私がこの絵で気に入っているのは、子供たちの顔である。 勝ち誇ってもいなければ、喜んでもいない。ただ、固まっている。
そう——「証拠を見せろ」と言う人間は、 証拠が本当に出てくるとは、思っていないのである。 あれは相手を黙らせるための決まり文句であって、 巨大な実物がお茶を飲みに来る事態は、想定に入っていない。
論より証拠。まったくその通り。 ただし証拠には、お茶を出さねばならない。
ここで白状すると、私は幼少の頃、 なにかと「証拠は?」としつこく尋ねるガキだった。
友達の自慢話にも、大人の説明にも、「証拠は?」。 さぞかし可愛げのない子供だったろうと思う。

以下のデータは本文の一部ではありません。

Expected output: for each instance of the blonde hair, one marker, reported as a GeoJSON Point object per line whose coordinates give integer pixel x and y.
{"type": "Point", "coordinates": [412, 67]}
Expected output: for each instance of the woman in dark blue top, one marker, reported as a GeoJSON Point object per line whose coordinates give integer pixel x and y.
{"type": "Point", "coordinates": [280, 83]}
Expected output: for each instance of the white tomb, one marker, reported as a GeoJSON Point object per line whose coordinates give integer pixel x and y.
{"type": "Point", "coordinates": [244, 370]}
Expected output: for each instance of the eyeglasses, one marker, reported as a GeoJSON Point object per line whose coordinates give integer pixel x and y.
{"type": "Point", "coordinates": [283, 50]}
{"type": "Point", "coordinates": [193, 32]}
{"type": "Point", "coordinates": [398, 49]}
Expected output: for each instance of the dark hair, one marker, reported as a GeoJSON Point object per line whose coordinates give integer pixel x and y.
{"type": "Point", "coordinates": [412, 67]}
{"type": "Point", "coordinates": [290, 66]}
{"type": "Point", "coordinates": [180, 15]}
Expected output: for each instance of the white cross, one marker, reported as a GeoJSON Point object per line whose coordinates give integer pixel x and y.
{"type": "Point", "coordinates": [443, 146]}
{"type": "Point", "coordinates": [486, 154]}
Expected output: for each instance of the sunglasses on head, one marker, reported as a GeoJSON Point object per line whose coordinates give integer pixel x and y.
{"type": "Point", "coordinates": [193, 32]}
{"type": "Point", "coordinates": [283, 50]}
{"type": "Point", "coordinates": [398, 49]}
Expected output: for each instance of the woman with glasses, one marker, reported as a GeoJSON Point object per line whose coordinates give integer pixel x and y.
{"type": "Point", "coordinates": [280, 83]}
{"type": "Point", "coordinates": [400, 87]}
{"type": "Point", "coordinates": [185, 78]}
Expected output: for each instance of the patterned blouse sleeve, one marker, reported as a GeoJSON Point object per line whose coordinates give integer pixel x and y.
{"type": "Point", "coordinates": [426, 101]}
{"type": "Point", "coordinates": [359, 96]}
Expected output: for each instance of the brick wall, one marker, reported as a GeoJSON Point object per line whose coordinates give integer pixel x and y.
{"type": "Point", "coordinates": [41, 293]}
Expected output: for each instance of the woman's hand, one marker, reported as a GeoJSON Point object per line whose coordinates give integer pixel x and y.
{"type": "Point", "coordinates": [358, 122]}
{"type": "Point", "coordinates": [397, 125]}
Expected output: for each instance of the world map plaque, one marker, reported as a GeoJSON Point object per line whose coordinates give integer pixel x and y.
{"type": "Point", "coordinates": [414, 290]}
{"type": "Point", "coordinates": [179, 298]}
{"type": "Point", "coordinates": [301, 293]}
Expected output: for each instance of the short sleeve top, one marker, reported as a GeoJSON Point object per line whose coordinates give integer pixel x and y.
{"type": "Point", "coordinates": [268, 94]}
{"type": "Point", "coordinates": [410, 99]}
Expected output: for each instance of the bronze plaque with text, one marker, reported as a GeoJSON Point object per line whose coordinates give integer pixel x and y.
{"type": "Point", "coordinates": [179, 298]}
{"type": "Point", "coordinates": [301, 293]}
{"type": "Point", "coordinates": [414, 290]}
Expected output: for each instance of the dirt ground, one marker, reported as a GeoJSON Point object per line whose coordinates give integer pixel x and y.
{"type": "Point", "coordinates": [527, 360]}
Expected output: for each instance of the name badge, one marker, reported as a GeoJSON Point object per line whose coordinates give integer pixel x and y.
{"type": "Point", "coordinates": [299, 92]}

だが、三つ子の魂百までとはよく言ったもので、 このガキの行く末を見てほしい。
進んだ先は薬学——証拠(エビデンス)がすべての世界である。 統計データを扱い、論文を書き、 「数字は嘘をつかないが」などというページを作り、 今や、イラストの販売台帳を証拠として、 エッセイを書き続けている。
半世紀経っても、やっていることは同じだ。 「売れた」ではなく「何月何日の何時に、何件売れたか」。 証拠は?のガキは、証拠は?の老人に、まっすぐ育ったのである。
とはいえ、この歳になって思うことも書いておきたい。
とかく世の中は、証拠、証拠とやかましい。 だが、証拠の出ないものにも、本当のことはあるのだ。
母の雷の音量は、どの台帳にも残っていない。 友人の「僕は雨男じゃないよ」という呟きに、録音はない。 半世紀前のチャペルで聞いた一節にも、出席簿以外の証拠はない。
それでも、あれらは全部、本当にあった。 そして白状すれば、この連載の半分は、 そういう証拠のない話でできている。
あの絵の子供たちも、本当は、 証拠を要求する前に、友達の話を聞いてやればよかったのだ。 そうすれば怪物は、原っぱで昼寝を続けていられた。 証拠しか信じない世界では、 怪物がわざわざ、お茶の席まで出向かねばならなくなる。
論より証拠。 だが証拠より先に、まず、話を聞いてやってほしい。
なお、あの怪物がもし実在したら、 微笑ましいお茶会では済まず、自衛隊が出動する騒ぎだろう。 証拠が本当に現れた世界というのは、案外、大変なのである。
「証拠は?」と聞き続けて半世紀の私だが、 聞かれる側の怪物の気持ちも、この頃は少し分かる。
だからせめて、証拠に来てもらったときには、 お茶くらいは、出そうと思う。